David Wallace-Wells and the Several Myths of Climate Change

David Wallace-Wells, in his jarring New York Times Bestseller published last month, The Uninhabitable Earth, begins with the terrifying first sentence: “It is worse, much worse, than you think. The slowness of climate change is a fairy tale, perhaps as pernicious as the one that says it isn’t happening at all.” Wallace-Wells then enumerates a host of other fairy tales that, I think, are deeply important for all of us to name and spend time learning and reflecting on.

That is why I wanted to start this week by listing them again, without comment, just for the sake of taking notice of them. Here they are, slightly reworded: the several myths of climate change in the order he includes them in his first paragraph.

  • Climate change isn’t happening at all.

  • Climate change is happening slowly. It will have an impact on the lives of future generations; this generation, not so much.

  • Global warming is an Arctic saga, unfolding remotely.

  • Climate change is strictly a matter of seal level and coastlines, so it won’t really impact landlocked folks like us.

  • Climate change is a crisis of the “natural” world, so it won’t really affect me, since I live in the city.

  • The infrastructure of my community is pretty good, so I am somewhat defended by nature.

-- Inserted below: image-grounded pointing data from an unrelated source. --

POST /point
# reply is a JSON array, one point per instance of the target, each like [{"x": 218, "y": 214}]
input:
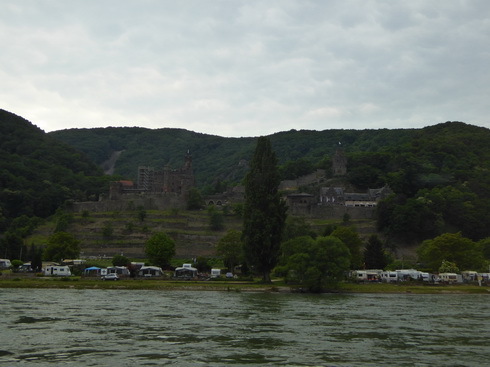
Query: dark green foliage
[
  {"x": 230, "y": 249},
  {"x": 297, "y": 227},
  {"x": 293, "y": 169},
  {"x": 141, "y": 214},
  {"x": 38, "y": 174},
  {"x": 36, "y": 257},
  {"x": 264, "y": 211},
  {"x": 350, "y": 237},
  {"x": 374, "y": 254},
  {"x": 216, "y": 219},
  {"x": 314, "y": 263},
  {"x": 194, "y": 200},
  {"x": 11, "y": 245},
  {"x": 219, "y": 160},
  {"x": 160, "y": 249},
  {"x": 202, "y": 264},
  {"x": 61, "y": 245},
  {"x": 16, "y": 263},
  {"x": 485, "y": 245},
  {"x": 107, "y": 230},
  {"x": 453, "y": 247}
]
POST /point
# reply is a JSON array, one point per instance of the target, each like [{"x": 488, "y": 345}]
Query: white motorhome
[
  {"x": 408, "y": 274},
  {"x": 5, "y": 264},
  {"x": 389, "y": 276},
  {"x": 57, "y": 270},
  {"x": 449, "y": 278},
  {"x": 469, "y": 276},
  {"x": 215, "y": 273},
  {"x": 367, "y": 275}
]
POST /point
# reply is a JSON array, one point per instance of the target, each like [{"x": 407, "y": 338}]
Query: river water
[{"x": 53, "y": 327}]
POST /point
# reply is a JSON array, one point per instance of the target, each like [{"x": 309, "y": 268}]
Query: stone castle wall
[{"x": 154, "y": 201}]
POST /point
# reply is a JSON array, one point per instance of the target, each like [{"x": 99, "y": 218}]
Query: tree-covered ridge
[
  {"x": 217, "y": 158},
  {"x": 38, "y": 173}
]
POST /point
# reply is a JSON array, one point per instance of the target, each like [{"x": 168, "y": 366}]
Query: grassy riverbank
[{"x": 234, "y": 286}]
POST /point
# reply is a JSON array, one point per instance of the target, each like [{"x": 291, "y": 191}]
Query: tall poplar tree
[{"x": 264, "y": 212}]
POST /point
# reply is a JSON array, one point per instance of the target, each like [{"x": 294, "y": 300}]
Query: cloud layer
[{"x": 245, "y": 68}]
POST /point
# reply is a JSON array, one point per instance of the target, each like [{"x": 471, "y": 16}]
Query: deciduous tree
[
  {"x": 264, "y": 211},
  {"x": 230, "y": 248},
  {"x": 61, "y": 245},
  {"x": 453, "y": 247},
  {"x": 160, "y": 249}
]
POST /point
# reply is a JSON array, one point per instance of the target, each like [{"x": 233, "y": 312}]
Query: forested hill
[
  {"x": 440, "y": 174},
  {"x": 38, "y": 173},
  {"x": 217, "y": 158}
]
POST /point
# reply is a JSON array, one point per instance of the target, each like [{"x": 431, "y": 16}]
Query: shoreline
[{"x": 231, "y": 286}]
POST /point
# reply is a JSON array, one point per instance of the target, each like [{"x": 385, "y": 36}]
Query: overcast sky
[{"x": 245, "y": 68}]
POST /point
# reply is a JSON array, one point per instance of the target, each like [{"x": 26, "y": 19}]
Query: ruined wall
[{"x": 156, "y": 201}]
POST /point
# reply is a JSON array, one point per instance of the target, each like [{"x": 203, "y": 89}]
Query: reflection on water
[{"x": 45, "y": 327}]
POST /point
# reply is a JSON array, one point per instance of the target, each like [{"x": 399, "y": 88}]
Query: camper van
[
  {"x": 57, "y": 270},
  {"x": 389, "y": 276},
  {"x": 367, "y": 275},
  {"x": 5, "y": 264},
  {"x": 215, "y": 273},
  {"x": 449, "y": 278}
]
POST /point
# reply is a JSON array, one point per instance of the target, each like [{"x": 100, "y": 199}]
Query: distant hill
[
  {"x": 217, "y": 158},
  {"x": 38, "y": 173},
  {"x": 440, "y": 174}
]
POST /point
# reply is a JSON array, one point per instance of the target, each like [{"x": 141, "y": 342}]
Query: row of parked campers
[{"x": 409, "y": 274}]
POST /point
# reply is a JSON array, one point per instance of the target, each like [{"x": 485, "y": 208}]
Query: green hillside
[
  {"x": 216, "y": 158},
  {"x": 38, "y": 173},
  {"x": 440, "y": 174}
]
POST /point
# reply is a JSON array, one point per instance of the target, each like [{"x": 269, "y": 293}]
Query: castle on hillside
[
  {"x": 153, "y": 190},
  {"x": 152, "y": 181}
]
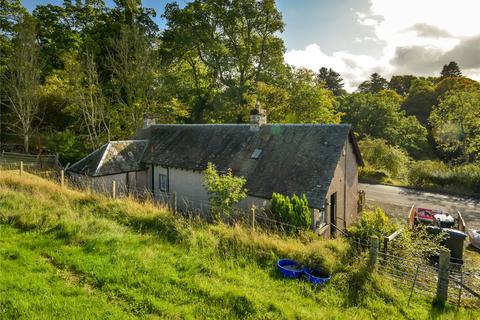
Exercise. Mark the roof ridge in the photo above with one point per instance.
(247, 124)
(97, 169)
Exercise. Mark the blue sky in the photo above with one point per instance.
(358, 37)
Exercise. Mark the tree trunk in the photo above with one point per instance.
(25, 143)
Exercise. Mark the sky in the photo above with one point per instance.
(359, 37)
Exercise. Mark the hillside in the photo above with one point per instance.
(66, 254)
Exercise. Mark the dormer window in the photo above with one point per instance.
(256, 154)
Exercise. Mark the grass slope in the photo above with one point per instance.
(71, 255)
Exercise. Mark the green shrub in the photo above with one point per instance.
(224, 190)
(372, 223)
(380, 157)
(293, 210)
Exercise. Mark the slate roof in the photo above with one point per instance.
(294, 158)
(112, 158)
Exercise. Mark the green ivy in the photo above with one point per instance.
(293, 211)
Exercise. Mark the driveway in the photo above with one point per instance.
(397, 202)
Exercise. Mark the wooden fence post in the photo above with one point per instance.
(62, 178)
(174, 204)
(114, 189)
(373, 252)
(253, 217)
(442, 282)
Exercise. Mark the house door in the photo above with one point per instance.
(333, 215)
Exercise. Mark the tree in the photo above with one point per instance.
(375, 84)
(309, 102)
(456, 125)
(224, 190)
(22, 79)
(401, 84)
(88, 102)
(450, 70)
(420, 100)
(236, 41)
(379, 155)
(332, 80)
(379, 115)
(133, 67)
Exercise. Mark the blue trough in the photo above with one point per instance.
(316, 276)
(290, 268)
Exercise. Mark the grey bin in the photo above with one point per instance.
(454, 241)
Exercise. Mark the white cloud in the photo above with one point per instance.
(419, 37)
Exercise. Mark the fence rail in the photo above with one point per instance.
(40, 161)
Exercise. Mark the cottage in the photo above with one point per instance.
(320, 161)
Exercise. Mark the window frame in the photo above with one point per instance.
(163, 182)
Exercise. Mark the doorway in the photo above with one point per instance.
(333, 215)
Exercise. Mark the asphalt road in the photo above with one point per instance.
(398, 201)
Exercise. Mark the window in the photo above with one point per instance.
(163, 182)
(256, 154)
(322, 219)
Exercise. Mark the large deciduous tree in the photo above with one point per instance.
(22, 79)
(133, 67)
(379, 115)
(456, 125)
(451, 70)
(236, 41)
(375, 84)
(332, 80)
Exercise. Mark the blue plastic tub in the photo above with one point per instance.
(316, 276)
(290, 268)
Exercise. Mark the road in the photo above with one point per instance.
(397, 202)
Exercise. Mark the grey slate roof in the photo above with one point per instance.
(295, 159)
(112, 158)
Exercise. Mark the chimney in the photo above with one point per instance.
(147, 120)
(258, 117)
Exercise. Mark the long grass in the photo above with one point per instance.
(71, 255)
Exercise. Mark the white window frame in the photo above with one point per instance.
(163, 182)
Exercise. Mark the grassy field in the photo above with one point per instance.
(71, 255)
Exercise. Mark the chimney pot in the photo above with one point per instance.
(147, 120)
(258, 117)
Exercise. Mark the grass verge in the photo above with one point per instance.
(66, 254)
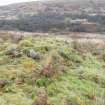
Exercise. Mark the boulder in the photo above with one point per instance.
(13, 51)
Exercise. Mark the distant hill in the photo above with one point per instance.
(54, 16)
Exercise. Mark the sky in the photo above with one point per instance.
(6, 2)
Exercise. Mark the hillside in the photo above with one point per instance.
(54, 16)
(39, 70)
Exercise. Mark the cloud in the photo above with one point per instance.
(6, 2)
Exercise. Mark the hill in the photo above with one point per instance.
(54, 16)
(51, 70)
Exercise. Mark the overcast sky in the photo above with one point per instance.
(6, 2)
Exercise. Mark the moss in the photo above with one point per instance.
(77, 80)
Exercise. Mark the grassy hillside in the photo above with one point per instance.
(67, 73)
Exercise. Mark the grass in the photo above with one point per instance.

  • We live in a somewhat wealthy area, so we must be shielded against global warming somehow.

  • Burning fossil fuels is the price we pay for economic growth, and it fuels our technology; as our technology advances, we will be able to engineer our way out of environmental disasters.

  • Nothing is new under the sun. Humans have experienced catastrophes like this in our history before, so we should feel confident we can get through this one too.

Of course, I think Wallace-Wells wrote the entire book aiming to undoing these myths. The most important thing to know about climate change is the first sentence in his second paragraph: “None of this is true."